HIDUPKATOLIK.COM – Lahirnya Katekismus Gereja Katolik tidak dapat dilepaskan dari peran besar Joseph Ratzinger. Katekismus merupakan kesaksian besar kekuatan formatif teolog seorang Joseph Ratzinger (Paus Benediktus XVI).
TIDAK diragukan lagi bahwa warisan terbesar Paus Benediktus XVI bagi Gereja Katolik adalah Katekismus (1992) yang kita gunakan saat ini. Hal ini dianggap sebagai suatu keberhasilan besar bagi Gereja Katolik dalam menyampaikan ajaran iman bagi umatnya di seluruh dunia.
Keberhasilan ini diakui berbagai pihak di luar Gereja Katolik. Bagaimana tidak, seluruh umat Katolik dan non-Katolik dapat mempelajari ajaran iman Katolik secara “seragam“ dengan panduan Katekismus, yang disusun selama enam tahun itu (1986-1992).

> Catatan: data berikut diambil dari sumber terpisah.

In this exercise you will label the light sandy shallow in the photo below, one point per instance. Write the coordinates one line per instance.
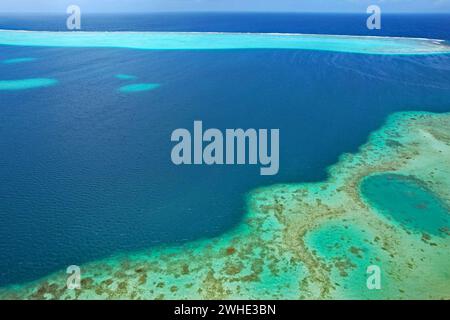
(225, 41)
(298, 241)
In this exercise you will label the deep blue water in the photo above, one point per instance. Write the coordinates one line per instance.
(85, 170)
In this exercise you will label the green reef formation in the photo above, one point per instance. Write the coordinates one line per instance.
(386, 205)
(225, 41)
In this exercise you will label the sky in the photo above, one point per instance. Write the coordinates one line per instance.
(110, 6)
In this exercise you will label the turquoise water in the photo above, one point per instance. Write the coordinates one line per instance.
(408, 202)
(214, 41)
(18, 60)
(24, 84)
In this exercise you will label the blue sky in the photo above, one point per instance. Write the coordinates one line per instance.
(225, 5)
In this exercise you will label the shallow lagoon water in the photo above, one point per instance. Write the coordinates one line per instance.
(24, 84)
(91, 166)
(18, 60)
(223, 41)
(139, 87)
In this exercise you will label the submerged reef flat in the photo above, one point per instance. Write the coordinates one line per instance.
(138, 87)
(224, 41)
(308, 240)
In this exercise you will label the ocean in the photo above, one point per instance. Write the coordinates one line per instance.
(85, 168)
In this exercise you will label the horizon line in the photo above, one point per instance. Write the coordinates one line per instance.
(222, 12)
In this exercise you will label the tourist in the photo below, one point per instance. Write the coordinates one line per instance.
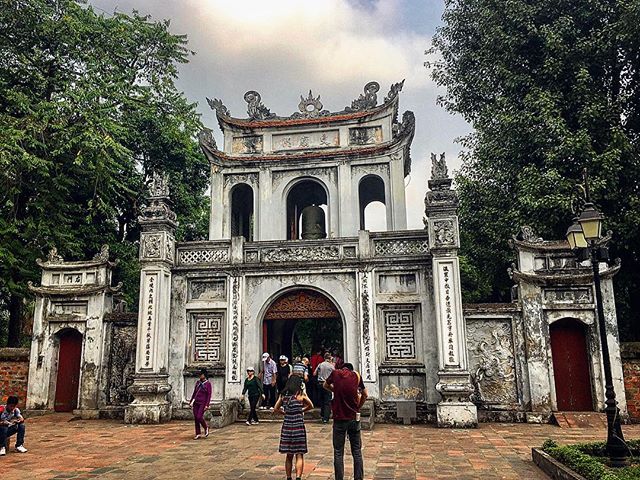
(268, 377)
(322, 372)
(314, 391)
(283, 373)
(200, 402)
(11, 422)
(293, 436)
(349, 394)
(300, 368)
(252, 386)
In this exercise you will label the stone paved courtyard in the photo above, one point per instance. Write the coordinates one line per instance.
(60, 448)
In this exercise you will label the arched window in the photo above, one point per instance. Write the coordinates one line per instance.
(307, 193)
(242, 211)
(373, 210)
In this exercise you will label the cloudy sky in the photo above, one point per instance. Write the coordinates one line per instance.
(283, 48)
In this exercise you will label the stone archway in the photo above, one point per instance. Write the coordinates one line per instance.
(294, 308)
(570, 357)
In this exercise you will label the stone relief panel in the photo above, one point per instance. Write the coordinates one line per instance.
(69, 308)
(365, 135)
(568, 295)
(151, 246)
(399, 332)
(327, 174)
(397, 283)
(492, 361)
(392, 248)
(211, 289)
(444, 233)
(203, 256)
(300, 254)
(122, 363)
(381, 169)
(299, 141)
(206, 337)
(236, 178)
(247, 144)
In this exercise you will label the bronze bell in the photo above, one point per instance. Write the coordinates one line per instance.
(313, 224)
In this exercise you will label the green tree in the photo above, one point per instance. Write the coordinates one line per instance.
(550, 87)
(89, 110)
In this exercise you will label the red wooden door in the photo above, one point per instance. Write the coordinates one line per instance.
(571, 366)
(68, 379)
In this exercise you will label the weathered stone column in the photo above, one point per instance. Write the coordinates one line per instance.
(441, 202)
(157, 252)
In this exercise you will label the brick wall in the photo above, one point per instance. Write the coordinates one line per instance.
(14, 371)
(631, 368)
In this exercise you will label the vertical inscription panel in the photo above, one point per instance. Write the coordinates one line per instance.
(449, 312)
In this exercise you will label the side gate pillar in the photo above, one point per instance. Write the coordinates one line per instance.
(455, 409)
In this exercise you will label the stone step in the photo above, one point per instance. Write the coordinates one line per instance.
(580, 419)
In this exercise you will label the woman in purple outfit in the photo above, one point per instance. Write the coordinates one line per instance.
(200, 402)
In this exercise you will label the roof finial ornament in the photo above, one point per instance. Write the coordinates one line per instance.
(438, 167)
(205, 138)
(255, 108)
(159, 185)
(395, 89)
(218, 106)
(366, 100)
(53, 256)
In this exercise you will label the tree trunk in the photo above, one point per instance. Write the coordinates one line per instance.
(15, 321)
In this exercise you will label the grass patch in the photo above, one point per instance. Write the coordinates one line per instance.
(589, 460)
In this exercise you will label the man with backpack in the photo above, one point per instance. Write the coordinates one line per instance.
(349, 394)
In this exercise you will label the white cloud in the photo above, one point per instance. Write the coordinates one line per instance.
(282, 48)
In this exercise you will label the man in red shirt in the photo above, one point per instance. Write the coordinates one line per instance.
(349, 394)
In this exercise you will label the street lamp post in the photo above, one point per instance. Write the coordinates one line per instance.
(584, 237)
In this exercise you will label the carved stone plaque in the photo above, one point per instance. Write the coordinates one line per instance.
(568, 295)
(301, 141)
(247, 144)
(213, 289)
(365, 135)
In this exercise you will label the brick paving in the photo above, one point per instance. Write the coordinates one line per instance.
(60, 447)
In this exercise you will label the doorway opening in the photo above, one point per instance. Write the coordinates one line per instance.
(571, 371)
(68, 376)
(242, 211)
(301, 322)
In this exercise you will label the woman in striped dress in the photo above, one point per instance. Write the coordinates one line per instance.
(293, 436)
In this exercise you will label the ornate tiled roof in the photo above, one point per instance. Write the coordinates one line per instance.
(310, 109)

Saat pertama kali diterbitkan 11 Oktober 1992, buku setebal +800 halaman itu terjual sebanyak delapan juta eksemplar di seluruh dunia. Dikerjakan awalnya dalam Bahasa Perancis, kemudian pada 7 Desember 1992 diterbitkan terjemahan versi Bahasa Italia dan Spanyol dan dengan cepat diterjemahkan pula dalam berbagai bahasa di banyak negara, termasuk edisi Bahasa Indonesia.
Paus Yohanes Paulus II mempercayakan Joseph Kardinal Ratzinger untuk memimpin komisi penyusunan katekismus. Bersama dengan 12 kardinal dan uskup lainnya, ia menyusun Katekismus Gereja Katolik (KGK), salah satunya adalah Estanislao Esteban Karlic (Uskup Agung Parana Argentina). Komisi ini bekerja dengan dibantu komite yang terdiri dari 7 uskup diosesan, ahli teologi dan katekese dalam suatu komite, termasuk Christoph Kardinal Schönborn (Uskup Agung Wina) sebagai Sekretaris Editorial.

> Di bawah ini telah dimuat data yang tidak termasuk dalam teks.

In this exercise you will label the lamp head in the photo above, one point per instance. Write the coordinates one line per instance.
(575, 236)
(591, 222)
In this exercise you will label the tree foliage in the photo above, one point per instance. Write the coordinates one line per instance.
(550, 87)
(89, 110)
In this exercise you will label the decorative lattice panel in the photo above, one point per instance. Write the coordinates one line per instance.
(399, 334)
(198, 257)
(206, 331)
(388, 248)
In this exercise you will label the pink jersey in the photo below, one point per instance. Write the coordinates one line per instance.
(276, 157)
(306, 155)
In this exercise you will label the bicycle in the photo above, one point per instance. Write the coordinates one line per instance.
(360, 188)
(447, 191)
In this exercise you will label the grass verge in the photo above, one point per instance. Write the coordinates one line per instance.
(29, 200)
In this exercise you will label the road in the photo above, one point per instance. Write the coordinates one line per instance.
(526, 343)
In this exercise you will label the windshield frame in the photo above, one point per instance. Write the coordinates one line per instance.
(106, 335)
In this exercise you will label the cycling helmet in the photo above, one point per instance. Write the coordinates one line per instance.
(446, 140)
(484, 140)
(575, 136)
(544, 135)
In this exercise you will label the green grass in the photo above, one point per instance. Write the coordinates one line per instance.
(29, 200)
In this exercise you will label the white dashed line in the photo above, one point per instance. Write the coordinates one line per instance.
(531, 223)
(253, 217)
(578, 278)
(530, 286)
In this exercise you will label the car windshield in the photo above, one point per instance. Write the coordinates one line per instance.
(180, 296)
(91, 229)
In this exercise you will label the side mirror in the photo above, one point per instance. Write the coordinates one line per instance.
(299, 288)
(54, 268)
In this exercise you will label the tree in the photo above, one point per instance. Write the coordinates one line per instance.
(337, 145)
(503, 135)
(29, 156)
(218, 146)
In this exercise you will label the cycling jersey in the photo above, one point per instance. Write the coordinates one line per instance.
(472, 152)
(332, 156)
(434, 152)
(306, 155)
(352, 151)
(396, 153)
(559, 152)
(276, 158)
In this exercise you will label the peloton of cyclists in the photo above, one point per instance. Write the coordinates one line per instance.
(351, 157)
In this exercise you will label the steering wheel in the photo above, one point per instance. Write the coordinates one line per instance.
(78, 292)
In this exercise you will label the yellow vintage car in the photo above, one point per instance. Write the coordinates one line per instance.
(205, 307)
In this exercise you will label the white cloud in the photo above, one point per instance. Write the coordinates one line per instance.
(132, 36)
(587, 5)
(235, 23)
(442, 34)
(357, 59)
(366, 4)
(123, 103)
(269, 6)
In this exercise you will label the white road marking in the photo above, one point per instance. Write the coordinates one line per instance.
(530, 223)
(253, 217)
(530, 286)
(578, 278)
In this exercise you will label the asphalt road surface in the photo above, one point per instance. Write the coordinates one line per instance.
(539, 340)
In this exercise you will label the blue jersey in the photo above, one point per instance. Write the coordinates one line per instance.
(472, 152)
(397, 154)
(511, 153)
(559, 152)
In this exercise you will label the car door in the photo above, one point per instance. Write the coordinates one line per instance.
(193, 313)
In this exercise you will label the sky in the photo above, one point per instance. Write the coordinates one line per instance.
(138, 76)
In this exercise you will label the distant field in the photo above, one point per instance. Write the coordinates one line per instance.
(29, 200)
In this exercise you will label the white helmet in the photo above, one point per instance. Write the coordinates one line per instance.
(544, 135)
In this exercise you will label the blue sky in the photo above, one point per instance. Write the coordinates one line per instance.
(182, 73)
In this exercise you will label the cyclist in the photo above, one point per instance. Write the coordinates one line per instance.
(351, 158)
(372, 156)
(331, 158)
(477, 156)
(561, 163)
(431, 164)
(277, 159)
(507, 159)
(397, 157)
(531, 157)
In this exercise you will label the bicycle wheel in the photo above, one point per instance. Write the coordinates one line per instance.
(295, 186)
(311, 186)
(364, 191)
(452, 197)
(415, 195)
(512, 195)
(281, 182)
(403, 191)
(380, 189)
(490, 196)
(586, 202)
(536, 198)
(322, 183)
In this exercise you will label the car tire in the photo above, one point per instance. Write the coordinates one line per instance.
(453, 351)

Baik Joseph Ratzinger maupun Christoph Schönborn, keduanya adalah teolog kelas dunia. Mereka berdua memegang peranan penting dalam pengerjaan Katekismus pasca-Konsili, yang akan menjadi otoritatif di seluruh dunia. Katekismus yang dihasilkan bukan sekadar buku teks agama, melainkan formulasi doktrinal dari iman yang dikembangkan Gereja, sebagaimana oleh Konsili diterima sebagai referensi tertinggi.
Setelah disetujui oleh semua anggota komisi pada 14 Februari 1992, Katekismus diajukan kepada Paus Yohanes Paulus II dan disetujui pada 25 Juni 1992 selanjutnya resmi diberlakukan sejak 11 Oktober 1992.

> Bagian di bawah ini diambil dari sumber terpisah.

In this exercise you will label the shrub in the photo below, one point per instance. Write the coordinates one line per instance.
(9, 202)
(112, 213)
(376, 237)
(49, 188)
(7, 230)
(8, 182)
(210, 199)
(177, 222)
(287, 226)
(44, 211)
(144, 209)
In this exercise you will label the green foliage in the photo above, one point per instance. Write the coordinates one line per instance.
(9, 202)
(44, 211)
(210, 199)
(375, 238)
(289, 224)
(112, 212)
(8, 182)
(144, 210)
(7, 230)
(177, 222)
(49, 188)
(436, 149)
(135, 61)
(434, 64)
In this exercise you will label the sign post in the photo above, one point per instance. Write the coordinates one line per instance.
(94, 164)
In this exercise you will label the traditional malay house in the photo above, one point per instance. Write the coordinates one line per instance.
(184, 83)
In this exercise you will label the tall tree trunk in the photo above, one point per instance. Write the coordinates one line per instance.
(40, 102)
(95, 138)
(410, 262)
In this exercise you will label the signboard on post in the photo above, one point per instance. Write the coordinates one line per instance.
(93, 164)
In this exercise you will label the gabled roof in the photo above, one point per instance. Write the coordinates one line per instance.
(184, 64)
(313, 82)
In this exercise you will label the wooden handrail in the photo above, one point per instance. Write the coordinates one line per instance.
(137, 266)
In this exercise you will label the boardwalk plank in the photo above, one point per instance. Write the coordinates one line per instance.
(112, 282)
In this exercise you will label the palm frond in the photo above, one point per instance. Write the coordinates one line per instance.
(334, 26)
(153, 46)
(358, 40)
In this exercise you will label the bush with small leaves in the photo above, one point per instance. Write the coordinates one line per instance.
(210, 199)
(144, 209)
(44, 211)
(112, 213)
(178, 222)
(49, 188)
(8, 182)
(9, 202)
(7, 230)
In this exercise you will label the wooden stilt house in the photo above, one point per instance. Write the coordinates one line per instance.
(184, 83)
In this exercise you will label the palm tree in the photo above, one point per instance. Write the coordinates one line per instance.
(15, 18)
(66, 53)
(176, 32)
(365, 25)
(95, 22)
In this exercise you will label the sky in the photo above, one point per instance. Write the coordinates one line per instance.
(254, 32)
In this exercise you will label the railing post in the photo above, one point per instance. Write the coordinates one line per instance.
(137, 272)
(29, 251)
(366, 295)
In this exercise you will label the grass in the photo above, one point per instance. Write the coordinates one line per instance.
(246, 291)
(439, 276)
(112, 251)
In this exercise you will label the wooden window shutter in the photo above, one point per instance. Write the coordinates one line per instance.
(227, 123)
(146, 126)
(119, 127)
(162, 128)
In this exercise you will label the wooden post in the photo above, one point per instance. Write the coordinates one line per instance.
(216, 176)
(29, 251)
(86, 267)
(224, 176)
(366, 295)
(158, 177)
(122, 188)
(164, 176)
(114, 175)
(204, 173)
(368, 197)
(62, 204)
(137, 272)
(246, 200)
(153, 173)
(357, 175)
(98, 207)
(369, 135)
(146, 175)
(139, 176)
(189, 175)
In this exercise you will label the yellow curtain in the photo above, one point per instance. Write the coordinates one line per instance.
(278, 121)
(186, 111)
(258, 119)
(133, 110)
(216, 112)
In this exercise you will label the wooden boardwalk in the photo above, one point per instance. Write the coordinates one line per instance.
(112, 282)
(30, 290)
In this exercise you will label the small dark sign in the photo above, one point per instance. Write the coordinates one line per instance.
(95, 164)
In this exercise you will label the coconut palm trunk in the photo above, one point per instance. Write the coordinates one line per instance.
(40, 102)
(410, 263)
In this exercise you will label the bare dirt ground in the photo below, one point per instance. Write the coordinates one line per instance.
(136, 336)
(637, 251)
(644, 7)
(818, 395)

Pada 15 Agustus 1997 dikeluarkan edisi editio typica di mana terjadinya perubahan ajaran Gereja terhadap hukuman mati. Hingga kini, 30 tahun sudah Gereja Katolik menggunakan Katekismus dalam pengajaran iman dan dinilai sangat efektif untuk membantu umat memahami ajaran iman Katolik, termasuk bagi non-Katolik yang ingin mengetahui ajaran iman Katolik. Lahirnya Katekismus Gereja Katolik tidak dapat dilepaskan dari peran besar Joseph Kardinal Ratzinger (Paus Benediktus XVI).
Ratzinger di Mata Kardinal Karlic
Selang 25 tahun sejak diresmikannya KGK, Kardinal Karlic mengemukakan pendapatnya tentang KGK. “Ini adalah hal yang luar biasa, luar biasa berani pada saat ini, pada abad ini dan selama berabad-abad yang akan datang, untuk membuat katekismus yang memberikan pandangan dunia yang lengkap, organik dan teratur. Ini adalah karya luar biasa yang dengan rahmat Tuhan akhirnya dapat diselesaikan setelah berabad-abad dipikirkan,“ ujarnya.
Ketika mengerjakan Katekismus, Karlic bekerja berdampingan dengan Kardinal Jorge Medina Esteves dari Chile. Ia menceritakan pengalamannya bahwa kolaborasi sangat diperlukan untuk dapat benar-benar menyajikan apa itu ajaran Katolik dan bukan sekedar media belajar teologi Gereja.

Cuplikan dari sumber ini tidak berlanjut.